|Acolopus, Analopos, Antelups, Antula, Antule, Aptalon, Aptalops, Autalops, Autula, Calepus, Calopus, Capelus, Capeluste, Entulla
An animal so wild no hunter can approach it
The antelope is so wild that hunters cannot catch it, except in one instance: When the antelope is thirsty it goes to the Euphrates River to drink, but as it plays in the thickets of hercine trees there, its horns get caught in the branches and it cannot free itself. The hunter, hearing its cries, comes and kills it.
Its horns are like saws, and with them it can cut down trees.

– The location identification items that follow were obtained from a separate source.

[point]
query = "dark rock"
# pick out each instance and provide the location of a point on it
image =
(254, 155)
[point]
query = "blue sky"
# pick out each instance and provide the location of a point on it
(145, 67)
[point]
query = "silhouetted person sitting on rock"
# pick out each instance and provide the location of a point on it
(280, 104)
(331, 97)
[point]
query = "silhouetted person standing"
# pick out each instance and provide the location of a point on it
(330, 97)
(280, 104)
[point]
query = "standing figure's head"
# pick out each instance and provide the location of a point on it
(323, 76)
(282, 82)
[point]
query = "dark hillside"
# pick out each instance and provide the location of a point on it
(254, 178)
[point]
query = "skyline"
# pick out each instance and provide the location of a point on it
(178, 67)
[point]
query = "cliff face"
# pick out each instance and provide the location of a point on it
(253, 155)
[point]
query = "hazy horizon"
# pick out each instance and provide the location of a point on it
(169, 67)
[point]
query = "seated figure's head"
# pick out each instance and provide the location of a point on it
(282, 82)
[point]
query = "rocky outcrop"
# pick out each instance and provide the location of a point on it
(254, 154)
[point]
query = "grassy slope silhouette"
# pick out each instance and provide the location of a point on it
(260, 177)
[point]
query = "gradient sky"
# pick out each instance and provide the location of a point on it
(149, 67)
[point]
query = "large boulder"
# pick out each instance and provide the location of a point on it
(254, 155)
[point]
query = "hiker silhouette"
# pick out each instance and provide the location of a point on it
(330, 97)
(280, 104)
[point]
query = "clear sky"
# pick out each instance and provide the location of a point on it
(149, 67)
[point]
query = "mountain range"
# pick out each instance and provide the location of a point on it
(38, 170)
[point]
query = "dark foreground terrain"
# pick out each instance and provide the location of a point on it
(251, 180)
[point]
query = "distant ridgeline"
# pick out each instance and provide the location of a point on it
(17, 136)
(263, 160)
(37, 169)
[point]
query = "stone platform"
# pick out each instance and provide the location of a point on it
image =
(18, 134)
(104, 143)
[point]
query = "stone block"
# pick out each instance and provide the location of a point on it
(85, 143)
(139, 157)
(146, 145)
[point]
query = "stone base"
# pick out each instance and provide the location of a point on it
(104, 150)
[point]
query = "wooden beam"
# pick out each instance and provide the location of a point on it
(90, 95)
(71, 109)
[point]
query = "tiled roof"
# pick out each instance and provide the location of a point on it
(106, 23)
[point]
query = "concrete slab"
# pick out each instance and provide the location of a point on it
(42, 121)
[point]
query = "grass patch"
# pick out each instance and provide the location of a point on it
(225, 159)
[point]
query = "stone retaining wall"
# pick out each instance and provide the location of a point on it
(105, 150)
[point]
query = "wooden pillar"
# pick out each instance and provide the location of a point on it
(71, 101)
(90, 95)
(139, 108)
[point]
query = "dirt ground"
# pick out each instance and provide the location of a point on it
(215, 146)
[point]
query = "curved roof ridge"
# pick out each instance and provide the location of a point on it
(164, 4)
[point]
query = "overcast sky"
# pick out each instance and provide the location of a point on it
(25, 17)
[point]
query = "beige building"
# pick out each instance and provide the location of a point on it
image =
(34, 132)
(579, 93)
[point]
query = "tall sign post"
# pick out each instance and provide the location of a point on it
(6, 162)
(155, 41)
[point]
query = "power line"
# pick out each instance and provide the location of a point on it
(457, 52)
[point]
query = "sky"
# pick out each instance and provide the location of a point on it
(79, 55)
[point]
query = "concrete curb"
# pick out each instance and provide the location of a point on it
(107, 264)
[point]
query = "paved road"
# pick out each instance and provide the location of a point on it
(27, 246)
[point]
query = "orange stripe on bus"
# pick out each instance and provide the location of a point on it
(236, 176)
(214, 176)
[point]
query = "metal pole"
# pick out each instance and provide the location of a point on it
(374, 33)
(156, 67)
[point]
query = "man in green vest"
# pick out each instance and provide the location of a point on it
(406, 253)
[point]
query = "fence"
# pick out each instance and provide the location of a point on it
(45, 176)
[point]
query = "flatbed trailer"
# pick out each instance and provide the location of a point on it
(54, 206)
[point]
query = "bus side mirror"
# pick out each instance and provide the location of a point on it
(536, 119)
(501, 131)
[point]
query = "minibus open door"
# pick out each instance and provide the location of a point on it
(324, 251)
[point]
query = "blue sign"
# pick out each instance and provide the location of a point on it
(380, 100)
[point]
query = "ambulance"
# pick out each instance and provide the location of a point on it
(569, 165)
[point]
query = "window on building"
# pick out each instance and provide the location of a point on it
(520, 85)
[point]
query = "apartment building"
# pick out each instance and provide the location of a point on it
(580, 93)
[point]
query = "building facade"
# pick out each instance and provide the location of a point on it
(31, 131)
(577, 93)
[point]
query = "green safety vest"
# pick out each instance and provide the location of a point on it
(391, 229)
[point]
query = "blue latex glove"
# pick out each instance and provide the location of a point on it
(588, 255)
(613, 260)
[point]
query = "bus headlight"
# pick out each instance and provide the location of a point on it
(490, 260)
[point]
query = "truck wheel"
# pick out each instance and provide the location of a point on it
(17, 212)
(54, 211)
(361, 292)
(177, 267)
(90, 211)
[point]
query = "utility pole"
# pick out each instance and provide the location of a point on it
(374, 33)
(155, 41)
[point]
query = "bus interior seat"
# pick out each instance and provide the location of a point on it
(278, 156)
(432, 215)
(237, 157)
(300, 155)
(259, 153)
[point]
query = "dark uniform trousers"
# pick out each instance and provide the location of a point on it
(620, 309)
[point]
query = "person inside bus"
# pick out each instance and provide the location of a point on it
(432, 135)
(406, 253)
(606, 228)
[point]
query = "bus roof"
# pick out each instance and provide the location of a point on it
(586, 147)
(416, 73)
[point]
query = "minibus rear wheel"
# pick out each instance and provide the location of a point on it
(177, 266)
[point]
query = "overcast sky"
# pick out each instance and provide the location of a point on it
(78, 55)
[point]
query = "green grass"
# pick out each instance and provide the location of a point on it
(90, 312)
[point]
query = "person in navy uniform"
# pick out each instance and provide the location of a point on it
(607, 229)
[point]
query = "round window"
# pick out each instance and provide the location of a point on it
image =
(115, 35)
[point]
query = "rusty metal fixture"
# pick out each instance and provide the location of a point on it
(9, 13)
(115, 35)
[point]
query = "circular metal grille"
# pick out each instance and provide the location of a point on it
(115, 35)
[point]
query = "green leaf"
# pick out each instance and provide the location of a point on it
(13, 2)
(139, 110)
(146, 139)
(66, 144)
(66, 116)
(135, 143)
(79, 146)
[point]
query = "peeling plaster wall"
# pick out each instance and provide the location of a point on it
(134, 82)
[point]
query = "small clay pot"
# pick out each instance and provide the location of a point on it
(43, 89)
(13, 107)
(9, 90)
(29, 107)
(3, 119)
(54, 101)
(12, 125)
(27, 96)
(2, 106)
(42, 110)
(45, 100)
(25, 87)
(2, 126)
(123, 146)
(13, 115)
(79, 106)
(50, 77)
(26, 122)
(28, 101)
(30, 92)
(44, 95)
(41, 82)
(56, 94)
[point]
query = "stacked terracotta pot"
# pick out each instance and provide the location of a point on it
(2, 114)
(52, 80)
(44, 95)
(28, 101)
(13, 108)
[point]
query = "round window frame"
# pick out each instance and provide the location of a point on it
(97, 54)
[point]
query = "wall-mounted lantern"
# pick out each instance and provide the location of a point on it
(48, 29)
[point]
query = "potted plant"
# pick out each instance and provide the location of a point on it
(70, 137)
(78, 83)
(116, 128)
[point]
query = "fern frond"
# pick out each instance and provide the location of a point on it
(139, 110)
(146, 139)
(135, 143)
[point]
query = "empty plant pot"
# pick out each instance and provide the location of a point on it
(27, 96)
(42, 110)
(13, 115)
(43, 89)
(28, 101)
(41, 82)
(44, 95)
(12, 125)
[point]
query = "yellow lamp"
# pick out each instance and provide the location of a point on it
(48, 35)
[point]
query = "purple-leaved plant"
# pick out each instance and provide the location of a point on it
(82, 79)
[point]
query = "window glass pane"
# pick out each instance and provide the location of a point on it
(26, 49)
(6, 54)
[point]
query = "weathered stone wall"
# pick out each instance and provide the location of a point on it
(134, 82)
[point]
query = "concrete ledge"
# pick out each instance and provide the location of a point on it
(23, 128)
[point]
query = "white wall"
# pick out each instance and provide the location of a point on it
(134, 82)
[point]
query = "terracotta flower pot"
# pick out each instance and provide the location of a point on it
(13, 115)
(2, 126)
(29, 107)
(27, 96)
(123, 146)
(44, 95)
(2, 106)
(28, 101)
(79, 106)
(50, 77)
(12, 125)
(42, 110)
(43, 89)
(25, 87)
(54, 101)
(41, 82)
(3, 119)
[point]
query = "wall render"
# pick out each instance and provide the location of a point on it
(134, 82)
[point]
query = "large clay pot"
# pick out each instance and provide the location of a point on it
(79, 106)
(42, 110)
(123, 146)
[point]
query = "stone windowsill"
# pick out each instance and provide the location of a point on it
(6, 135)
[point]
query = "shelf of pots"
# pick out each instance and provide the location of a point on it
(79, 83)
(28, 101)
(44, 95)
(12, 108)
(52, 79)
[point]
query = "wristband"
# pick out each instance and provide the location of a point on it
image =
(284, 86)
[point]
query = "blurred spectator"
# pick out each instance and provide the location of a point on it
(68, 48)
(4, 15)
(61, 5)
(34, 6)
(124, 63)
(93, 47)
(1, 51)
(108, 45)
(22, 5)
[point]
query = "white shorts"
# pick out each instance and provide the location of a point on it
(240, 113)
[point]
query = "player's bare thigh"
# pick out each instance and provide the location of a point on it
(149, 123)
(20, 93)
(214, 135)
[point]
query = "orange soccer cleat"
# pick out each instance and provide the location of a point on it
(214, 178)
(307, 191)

The antelope's two horns represent the biblical Old and New Testaments, with which people can cut themselves free of vice. People are also warned not to play in the "thickets of worldliness" where pleasure can kill body and soul.
Antelope illustrations vary considerably, depicting the animal as anything from dog-like to horse-like. They are almost always given horns; in some cases the saw-like nature of the horns is minimal, while in others it is greatly exaggerated. The antelope is almost always shown with its horns tangled in a bush or tree, usually with a man killing it with a spear or an ax. Sometimes the river the antelope is said to drink from is also shown.
The antelope was not much used in heraldry, though the antelope head alone was more common. On his badge King Henry IV used a white antelope with gold horns, tusks and hooves. Kings Henry V and VI also used the antelope. It is thought that this beast was the badge of the Bohun family in England.
The antelope of the Physiologus and the bestiaries is not the animal now called antelope. Medieval writers were unsure of its identity, hence its many names.